Differential Gene Expression in KMT2A::AFF1 Leukemia Is Driven By Enhancer Heterogeneity

Although genetic alterations drive carcinogenesis (PMID: 29439951), they alone cannot account for the diverse phenotypes of cancer cells. Even cancers with the same driver mutation show significant transcriptional heterogeneity and varied responses to therapy (PMID: 32807900). However, the mechanisms underpinning this heterogeneity remain under-explored. Aberrant enhancer activity is a hallmark of many cancers, including KMT2A::AFF1 acute lymphoblastic leukemia (ALL; PMID: 37626123), an aggressive leukemia subtype with a poor prognosis (PMID: 32376390) and a nearly mutationally silent genetic landscape (PMID: 25730765). Despite the low mutational burden, KMT2A-rearranged leukemias exhibit substantial heterogeneity between individuals, providing an ideal model to study transcriptional heterogeneity without the confounding effect of numerous cooperating mutations.

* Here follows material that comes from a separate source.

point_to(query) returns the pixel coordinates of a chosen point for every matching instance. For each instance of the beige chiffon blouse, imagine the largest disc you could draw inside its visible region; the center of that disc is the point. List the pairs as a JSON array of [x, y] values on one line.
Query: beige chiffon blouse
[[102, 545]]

To validate the extent of transcriptional heterogeneity we first compared two patient-derived KMT2A::AFF1 cell lines (RS4;11 and SEM), identifying 2,361 differentially expressed genes via RNA sequencing. Next, we compared enhancer activity using Assay for Transposase-Accessible Chromatin using sequencing (ATAC-seq), identifying 3,342 enhancers with significantly altered activity in these KMT2A::AFF1 ALL cell lines. CRISPR-Cas9-based deletion of representative enhancers confirmed cell line-specific activity on their predicted target genes. Using supervised machine learning, we developed a predictive model that identified the KMT2A-complex as a key factor in enhancer activity differences between cell lines. Our previous work showed that KMT2A::AFF1 binds enhancers and regulates them by recruiting a complex that facilitates transcriptional elongation (PMID: 37626123). In line with this, loss of KMT2A::AFF1 or components of the transcription elongation complex significantly diminishes enhancer-promoter interactions and features of active enhancers, implying that it is essential for maintaining enhancer activity (PMID: 37626123).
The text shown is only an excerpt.